What's Reddit Going to Do With Money Made Off Stolen Celebrity Nudes?

When partakers of /r/thefappening attempted to donate money to make some sort of statement about how trafficking in stolen celebrity nude photos didn’t make them total cretins, multiple charities rejected their crusty money. But what of Reddit itself?

Wired talked to the man who founded /r/thefappening, 33-year-old call-center salesman John Menese. He claims that before admins finally banned his subreddit, it generated enough cash to run the company’s servers for almost a month. Specifically, 27 days. Which is pretty fucking shocking! How he arrived at that figure:

That statistic, he says, is based on how many times members of the subreddit paid for so-called Reddit “gold,” the $3.99-per-month premium accounts that users often gift to each other to bestow a few extra features and prestige. Each subreddit publicly displays the amount of server time paid for by its members’ Reddit gold, and Menese tracked his forum’s contribution until just before it went offline.

So basically a bunch of users bought subscriptions for other users. Ars Technica ran through how much cash that actually translates to (assuming Mr.
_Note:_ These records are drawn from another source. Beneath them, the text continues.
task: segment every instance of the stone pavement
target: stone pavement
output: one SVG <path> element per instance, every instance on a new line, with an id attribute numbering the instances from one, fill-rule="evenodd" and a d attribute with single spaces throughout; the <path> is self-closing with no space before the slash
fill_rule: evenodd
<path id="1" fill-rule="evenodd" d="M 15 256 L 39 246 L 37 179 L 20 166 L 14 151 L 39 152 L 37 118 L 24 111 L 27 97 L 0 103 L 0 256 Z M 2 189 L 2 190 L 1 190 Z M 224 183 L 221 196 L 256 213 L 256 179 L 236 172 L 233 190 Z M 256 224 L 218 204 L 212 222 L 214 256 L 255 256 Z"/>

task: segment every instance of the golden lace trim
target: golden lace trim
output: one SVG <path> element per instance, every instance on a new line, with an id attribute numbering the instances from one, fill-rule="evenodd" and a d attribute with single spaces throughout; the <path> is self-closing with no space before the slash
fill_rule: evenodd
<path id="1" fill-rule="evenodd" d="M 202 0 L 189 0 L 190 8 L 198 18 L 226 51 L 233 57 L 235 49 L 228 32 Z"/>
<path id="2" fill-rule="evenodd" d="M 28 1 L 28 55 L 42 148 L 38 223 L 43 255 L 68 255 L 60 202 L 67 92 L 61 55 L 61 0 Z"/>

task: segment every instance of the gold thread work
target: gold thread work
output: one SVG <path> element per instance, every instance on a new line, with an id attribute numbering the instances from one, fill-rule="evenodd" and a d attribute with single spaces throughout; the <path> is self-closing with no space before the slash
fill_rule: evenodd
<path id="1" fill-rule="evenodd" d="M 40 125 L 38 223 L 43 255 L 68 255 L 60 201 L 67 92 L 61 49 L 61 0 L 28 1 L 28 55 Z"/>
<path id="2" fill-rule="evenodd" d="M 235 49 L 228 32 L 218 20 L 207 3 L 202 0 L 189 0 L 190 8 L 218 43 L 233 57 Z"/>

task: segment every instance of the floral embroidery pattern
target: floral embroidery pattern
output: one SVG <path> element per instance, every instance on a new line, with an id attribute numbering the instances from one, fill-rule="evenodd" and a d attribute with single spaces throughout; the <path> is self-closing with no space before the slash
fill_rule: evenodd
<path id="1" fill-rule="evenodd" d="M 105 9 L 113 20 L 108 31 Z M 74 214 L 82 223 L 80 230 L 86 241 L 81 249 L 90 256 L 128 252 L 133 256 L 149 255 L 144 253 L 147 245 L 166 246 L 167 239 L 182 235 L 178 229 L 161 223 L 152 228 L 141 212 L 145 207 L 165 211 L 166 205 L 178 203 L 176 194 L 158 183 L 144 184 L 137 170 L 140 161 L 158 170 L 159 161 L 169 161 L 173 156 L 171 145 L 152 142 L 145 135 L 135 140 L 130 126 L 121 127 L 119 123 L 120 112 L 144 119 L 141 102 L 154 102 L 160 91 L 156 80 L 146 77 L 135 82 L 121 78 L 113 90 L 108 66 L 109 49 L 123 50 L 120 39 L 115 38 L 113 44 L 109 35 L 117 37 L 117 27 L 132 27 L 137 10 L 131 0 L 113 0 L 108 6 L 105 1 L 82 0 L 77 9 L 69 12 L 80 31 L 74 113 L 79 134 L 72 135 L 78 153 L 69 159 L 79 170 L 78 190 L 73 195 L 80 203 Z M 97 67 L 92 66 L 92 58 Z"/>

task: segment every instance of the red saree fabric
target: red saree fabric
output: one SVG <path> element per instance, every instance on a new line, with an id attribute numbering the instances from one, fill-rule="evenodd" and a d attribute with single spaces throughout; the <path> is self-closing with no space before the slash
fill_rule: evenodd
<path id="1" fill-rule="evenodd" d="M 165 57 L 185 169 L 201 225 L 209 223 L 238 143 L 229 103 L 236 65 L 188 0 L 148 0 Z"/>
Meneses is, er, a reliable narrator, which is a pretty damn big assumption!):

For the back of napkin math, 27 days multiplied by 24 hours is a total of 648 hours. Dividing 648 hours by 4.6 equals 140.9. And 140.9 subscriptions at $3.99 a piece would be $562 earned per server. reddit presumably has quite a few servers, and this take doesn’t include what the site would have also made from display and self-serve ads.

Since nobody knows how many servers Reddit runs on, people are throwing around estimates wildly varying estimates for total dollars made. But (big big but) the server-time calculations displayed for each subreddit are actually per server (source), so it’s probably less than a thousand bucks. (And it’s worth noting that any gains were weighed against the fact employees had to drop everything and scramble to keep the site up, under the flood of increased traffic.)

And, of course, they still get to keep all those pageviews.

Reddit is, thus far, merely hemming and hawing about whatever money they might’ve made. Said admin Jason Harvey in an explanation on the site:

This is a tricky issue, one which we haven’t figured out yet and that I’d welcome input on. Gold was purchased by our users, to give to other users. Redirecting their funds to a random charity which the original payer may not support is not something we’re going to do. We also do not feel that it is right for us to decide that certain things should not receive gold. The user purchasing it decides that. We don’t hold this stance because we’re money hungry (the amount of money in question is small).

But even if it isn’t much cash, the donations that Water.org and the Prostate Cancer Foundation gently but firmly rejected weren’t an enormous fortune, either. Seems like now would be a good time to pull out the corporate checkbook or hit the refund button—whichever floats Reddit’s boat.